Even thoses that have a link back to the text are bad, it will put the line originating the note on the top, often hidding the beginning of the sentence forcing you to scroll up again to resume your reading.

But I digress.

And you know what is bad too ? A web site where you comment on another page, making it complicated to go back to the text you comment on while you are commenting. :p


From: James Katt (Dec 02 2011, at 12:59)

I would not call this a bug.

This is a choice made by web browser developers on how to render web pages. From their point of view, there is a bottom to a web page, below which you can't scroll. This emulates paper pages.

You see the same effect on some word processors, particularly those which render the page how it will be printed. There is no white space because there is no more page past the bottom of a sheet of paper.

In designing web pages, I like having a bottom. Since I expect this, I can read just fine.

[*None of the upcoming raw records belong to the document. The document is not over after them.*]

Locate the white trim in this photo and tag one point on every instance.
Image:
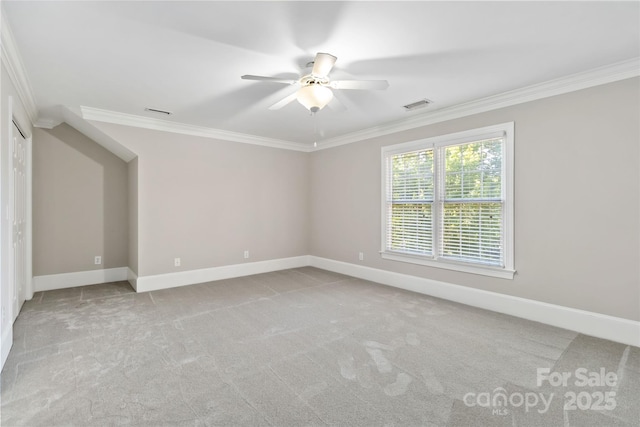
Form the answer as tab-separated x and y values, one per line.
501	273
46	123
73	117
15	68
89	113
585	322
586	79
5	345
502	130
190	277
132	278
80	278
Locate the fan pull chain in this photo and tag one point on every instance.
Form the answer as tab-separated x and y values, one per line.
315	129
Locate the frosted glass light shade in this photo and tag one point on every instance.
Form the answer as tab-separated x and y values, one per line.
314	97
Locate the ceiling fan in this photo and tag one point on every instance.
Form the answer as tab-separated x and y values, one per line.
315	88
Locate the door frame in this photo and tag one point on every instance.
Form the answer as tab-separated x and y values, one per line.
23	129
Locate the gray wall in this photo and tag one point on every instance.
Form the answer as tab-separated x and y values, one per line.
206	201
79	203
577	213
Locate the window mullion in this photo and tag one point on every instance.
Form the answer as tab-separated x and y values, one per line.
437	200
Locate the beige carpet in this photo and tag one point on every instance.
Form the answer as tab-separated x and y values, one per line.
303	347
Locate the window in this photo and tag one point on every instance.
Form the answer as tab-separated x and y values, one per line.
448	201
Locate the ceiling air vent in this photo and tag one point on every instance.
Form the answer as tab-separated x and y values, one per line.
416	105
155	110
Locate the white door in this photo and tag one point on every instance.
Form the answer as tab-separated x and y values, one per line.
19	164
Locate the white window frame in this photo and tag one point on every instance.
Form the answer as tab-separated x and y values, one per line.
503	130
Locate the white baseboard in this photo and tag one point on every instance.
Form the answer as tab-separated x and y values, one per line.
585	322
80	278
183	278
589	323
5	344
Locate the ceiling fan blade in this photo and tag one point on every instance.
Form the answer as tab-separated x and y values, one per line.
359	84
336	105
269	79
285	101
323	64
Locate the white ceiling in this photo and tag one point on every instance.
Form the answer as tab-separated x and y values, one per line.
187	57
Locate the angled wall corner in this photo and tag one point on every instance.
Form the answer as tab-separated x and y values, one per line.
79	204
73	117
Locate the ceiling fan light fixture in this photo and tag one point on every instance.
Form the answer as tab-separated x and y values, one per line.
314	97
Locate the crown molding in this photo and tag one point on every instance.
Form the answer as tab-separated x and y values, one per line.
595	77
89	113
12	61
73	117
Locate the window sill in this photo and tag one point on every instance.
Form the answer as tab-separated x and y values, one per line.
501	273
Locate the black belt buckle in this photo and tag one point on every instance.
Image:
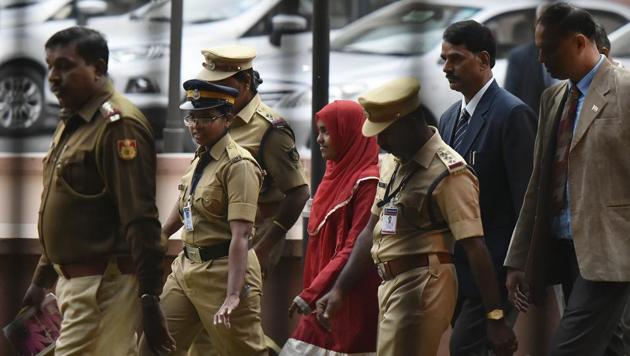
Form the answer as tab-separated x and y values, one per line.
207	253
384	271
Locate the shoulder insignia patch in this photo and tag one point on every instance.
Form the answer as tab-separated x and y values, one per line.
233	154
109	112
293	154
127	149
453	164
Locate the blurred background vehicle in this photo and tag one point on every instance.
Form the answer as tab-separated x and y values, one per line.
372	41
139	43
25	102
620	44
405	38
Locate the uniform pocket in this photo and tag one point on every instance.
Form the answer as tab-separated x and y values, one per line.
212	199
79	175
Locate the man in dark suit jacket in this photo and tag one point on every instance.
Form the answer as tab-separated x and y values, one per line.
494	131
574	225
525	76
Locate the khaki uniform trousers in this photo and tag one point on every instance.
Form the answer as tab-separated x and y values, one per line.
202	346
194	292
415	309
100	314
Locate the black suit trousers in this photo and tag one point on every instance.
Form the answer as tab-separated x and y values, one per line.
590	324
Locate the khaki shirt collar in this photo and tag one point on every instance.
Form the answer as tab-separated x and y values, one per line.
425	154
248	111
94	104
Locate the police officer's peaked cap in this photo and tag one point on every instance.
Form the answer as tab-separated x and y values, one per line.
203	95
225	61
389	102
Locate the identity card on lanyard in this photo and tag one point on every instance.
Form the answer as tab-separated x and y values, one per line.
388	221
187	212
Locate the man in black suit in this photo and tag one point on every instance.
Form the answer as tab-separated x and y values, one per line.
494	131
525	76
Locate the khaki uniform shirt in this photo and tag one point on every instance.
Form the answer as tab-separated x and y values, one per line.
99	186
227	190
281	159
455	200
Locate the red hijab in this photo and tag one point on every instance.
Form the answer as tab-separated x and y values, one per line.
357	160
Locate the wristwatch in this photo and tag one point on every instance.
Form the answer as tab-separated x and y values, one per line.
495	314
149	300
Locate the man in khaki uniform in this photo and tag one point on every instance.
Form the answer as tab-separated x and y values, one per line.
216	279
260	130
270	140
427	200
98	223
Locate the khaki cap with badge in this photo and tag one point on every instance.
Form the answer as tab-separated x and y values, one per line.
201	95
225	61
388	103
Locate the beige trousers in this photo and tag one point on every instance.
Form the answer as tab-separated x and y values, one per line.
415	309
100	314
192	295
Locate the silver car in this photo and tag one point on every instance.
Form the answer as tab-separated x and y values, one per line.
404	38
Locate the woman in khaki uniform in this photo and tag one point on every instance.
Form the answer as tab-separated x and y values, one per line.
216	281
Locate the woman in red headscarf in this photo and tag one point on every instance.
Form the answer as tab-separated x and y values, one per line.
341	209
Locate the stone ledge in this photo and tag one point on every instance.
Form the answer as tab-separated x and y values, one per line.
31	246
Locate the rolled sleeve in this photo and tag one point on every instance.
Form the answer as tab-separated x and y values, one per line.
243	186
282	161
458	199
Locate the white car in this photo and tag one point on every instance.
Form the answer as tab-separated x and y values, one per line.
23	94
403	39
620	46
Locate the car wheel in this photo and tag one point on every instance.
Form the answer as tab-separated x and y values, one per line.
22	104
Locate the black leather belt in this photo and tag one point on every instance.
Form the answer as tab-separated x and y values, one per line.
207	253
390	269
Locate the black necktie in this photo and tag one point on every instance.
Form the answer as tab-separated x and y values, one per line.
204	160
460	129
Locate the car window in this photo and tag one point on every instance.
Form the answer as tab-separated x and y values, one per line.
609	20
621	46
413	30
114	7
512	29
263	26
517	27
197	11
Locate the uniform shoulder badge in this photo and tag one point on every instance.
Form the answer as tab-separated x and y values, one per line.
233	154
127	149
293	154
109	112
269	115
453	163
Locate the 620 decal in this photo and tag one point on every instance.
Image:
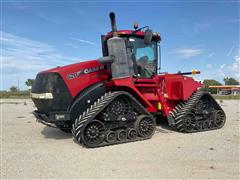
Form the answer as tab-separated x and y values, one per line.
84	71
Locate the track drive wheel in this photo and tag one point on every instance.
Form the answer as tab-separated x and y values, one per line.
188	123
132	134
145	126
121	135
93	133
111	136
220	118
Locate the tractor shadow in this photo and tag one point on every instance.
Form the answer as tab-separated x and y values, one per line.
163	127
54	133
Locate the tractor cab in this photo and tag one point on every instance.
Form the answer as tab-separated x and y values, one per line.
135	52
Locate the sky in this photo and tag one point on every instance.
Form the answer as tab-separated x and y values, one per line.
39	35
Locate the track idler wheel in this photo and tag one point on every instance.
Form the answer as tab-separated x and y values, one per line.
189	122
145	126
121	135
111	136
93	133
220	118
132	134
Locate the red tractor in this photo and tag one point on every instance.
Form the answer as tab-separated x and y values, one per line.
118	97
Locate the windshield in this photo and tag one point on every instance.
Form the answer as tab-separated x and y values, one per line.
145	56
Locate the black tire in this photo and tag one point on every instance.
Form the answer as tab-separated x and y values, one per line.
145	126
132	134
111	136
93	133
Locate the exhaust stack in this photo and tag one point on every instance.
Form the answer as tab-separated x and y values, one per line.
113	24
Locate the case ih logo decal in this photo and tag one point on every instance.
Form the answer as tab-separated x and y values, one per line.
84	71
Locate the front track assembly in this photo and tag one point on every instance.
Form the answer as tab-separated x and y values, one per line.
113	119
200	113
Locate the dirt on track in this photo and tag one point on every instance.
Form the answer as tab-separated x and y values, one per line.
32	150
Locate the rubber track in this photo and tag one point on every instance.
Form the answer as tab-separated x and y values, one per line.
96	109
176	117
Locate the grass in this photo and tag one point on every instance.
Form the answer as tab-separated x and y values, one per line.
14	95
26	95
222	97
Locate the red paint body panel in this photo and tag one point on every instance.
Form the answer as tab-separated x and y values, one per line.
124	32
167	89
76	85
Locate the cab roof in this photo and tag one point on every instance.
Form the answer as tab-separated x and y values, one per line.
156	36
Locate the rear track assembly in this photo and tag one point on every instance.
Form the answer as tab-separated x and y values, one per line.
113	119
200	113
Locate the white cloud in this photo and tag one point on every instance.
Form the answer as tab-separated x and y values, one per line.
24	58
211	55
84	41
201	27
209	66
230	51
231	70
187	53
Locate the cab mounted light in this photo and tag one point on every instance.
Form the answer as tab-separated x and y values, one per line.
135	25
194	71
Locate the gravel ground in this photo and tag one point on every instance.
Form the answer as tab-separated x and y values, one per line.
32	150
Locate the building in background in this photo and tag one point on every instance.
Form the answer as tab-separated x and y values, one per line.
227	89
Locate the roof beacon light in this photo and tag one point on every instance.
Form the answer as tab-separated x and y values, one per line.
195	71
135	25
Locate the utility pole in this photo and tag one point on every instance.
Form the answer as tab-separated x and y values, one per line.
18	83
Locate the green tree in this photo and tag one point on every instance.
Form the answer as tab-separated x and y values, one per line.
29	82
230	81
13	89
211	82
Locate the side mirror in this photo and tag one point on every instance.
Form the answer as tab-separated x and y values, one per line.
148	36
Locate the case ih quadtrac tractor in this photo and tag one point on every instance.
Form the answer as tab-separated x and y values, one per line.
118	97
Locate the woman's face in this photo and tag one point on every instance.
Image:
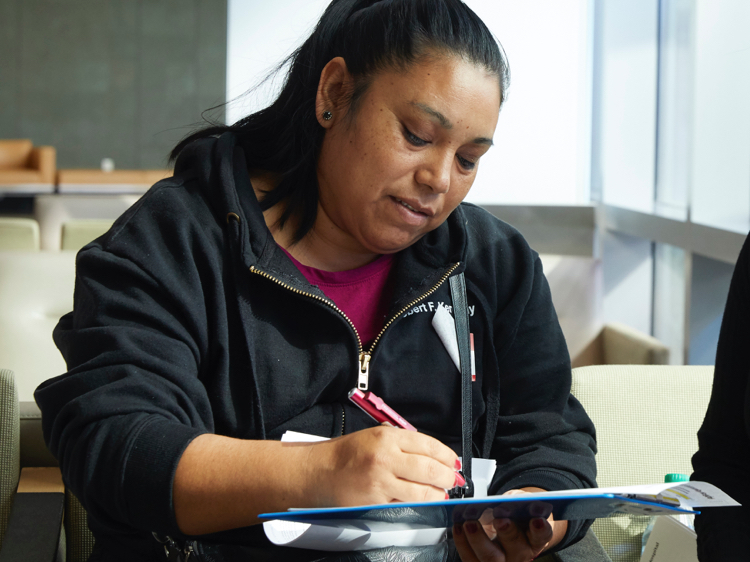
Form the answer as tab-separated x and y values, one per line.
407	156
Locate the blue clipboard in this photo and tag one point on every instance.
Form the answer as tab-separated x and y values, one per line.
447	512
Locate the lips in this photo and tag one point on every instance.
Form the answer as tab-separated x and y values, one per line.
415	207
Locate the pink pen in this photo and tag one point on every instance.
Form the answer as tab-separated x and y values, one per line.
378	410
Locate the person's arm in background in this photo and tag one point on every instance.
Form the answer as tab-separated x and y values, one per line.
724	445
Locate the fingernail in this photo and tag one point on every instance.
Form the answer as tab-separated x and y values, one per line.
460	481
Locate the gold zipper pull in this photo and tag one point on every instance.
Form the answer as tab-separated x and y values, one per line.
364	371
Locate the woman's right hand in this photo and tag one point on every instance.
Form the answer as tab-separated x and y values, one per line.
381	465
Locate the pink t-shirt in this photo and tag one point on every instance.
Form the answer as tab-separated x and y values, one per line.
362	294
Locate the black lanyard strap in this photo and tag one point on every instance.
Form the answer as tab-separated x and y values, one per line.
461	316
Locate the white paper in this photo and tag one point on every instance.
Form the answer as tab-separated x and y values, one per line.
685	494
322	537
297	437
670	541
445	327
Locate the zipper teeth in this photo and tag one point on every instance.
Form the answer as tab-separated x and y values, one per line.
316	297
408	306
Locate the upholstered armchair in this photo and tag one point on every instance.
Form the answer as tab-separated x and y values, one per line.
26	169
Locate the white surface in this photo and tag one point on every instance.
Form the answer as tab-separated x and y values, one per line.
627	267
670	541
542	145
51	211
721	140
337	539
36	289
445	327
627	127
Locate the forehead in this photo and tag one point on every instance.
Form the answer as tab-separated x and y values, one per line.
447	84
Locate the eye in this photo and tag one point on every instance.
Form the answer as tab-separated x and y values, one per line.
467	165
414	139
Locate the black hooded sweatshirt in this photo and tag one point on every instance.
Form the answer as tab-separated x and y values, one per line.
189	319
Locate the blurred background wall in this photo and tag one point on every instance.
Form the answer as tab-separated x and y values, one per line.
120	79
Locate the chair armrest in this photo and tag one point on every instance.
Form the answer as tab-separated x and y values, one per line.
34	451
35	524
43	159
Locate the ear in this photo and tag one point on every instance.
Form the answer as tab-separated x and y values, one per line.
334	84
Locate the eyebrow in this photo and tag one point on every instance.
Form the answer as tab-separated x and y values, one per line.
445	122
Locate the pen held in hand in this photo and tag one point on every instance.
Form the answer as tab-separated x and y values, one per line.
378	410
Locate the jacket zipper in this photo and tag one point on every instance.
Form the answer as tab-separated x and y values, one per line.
363	372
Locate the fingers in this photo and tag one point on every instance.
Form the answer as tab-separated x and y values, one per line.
522	544
425	470
421	444
539	534
473	544
513	542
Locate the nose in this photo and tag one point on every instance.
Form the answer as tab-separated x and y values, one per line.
435	172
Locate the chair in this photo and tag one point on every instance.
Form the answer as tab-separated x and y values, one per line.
108	182
19	234
647	419
31	505
77	233
618	344
52	211
26	169
9	447
36	289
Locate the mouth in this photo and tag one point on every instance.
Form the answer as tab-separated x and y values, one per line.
415	207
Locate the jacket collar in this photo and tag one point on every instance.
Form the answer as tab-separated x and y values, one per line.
220	165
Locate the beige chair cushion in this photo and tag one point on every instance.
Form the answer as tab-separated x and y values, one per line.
619	344
15	153
19	234
77	233
646	419
36	289
624	345
52	211
9	447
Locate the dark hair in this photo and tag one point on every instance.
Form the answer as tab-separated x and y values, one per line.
371	35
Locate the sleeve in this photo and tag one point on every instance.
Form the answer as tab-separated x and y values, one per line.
723	443
132	401
544	437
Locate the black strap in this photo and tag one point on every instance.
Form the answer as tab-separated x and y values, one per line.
461	315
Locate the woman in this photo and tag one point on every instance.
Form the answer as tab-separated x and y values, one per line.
291	254
724	437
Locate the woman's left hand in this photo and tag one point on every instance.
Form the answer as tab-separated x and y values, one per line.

If you expect web pages to be able to scroll down forever, then yes you will have problems reading at the bottom since your expectations are different.


From: Michael A. Lowry (Dec 02 2011, at 15:57)

I thought of a solution to this problem a few years ago, and I’ve seen an e-book reader that implements something similar: after scrolling, the browser should just draw a line at the point that was the bottom of the page before scrolling.



From: David Liu (Dec 02 2011, at 16:01)

James Katt: Except you can bring the bottom of the page physically up.

And not all essays end at the bottom of the page, so a page may have a completely blank space at the bottom after the last sentence.


From: Christian (Dec 06 2011, at 08:19)

I think the problem becomes relevant only in case of anchors. Now that browsers support animation while page scrolling, your reading experience shouldn't be so compromised.

There could probably be a rubber band effect in case of anchors so that they can be shown initially on top of the page and then animate gracefully where they usually are.


From: Steve Fink (Dec 07 2011, at 13:08)

I agree with the problem, but I'm not crazy about your solution. It breaks a different use of pagedown -- I'll sometimes press and hold pagedown to get to the bottom of a page (eg a bug tracker entry with tons of comments). In that case, I want the last full page, not the page height modulo display height.

I could use the 'end' key, but I don't much like using keys that wander around on different keyboards (page up/down are necessary, so I learn to deal with those.) Plus, home/end are too ambiguous in my brain -- do they mean horizontal begin/end? Vertical? Global? Scope-restricted (one wrapped around command-line, for example)?

Seems like you might be able to stick a temporary indicator into the scrollbar, though that overloads the meaning of its vertical dimension.

I think I like the horizontal line or bullet marker approaches best, personally.


From: choonkeat (Dec 14 2011, at 10:40)

Agreed, though bottom padding would be a tad too intrusive to page design.

Try shading instead http://vimeo.com/984913

(which you've actually inadvertently done in your illustration of the problem)


From: Benedikt Koeppel (Jan 02 2012, at 05:47)

Hi there

I wrote a little JavaScript library called "overleap.js" today. Please check it out on https://github.com/bekoeppel/overleap.js.

overleap.js adds a spacer div at the bottom of the page, with a dynamic height. On scrolling, the spacer is expanded and shrinked so that a full length page jump is always possible.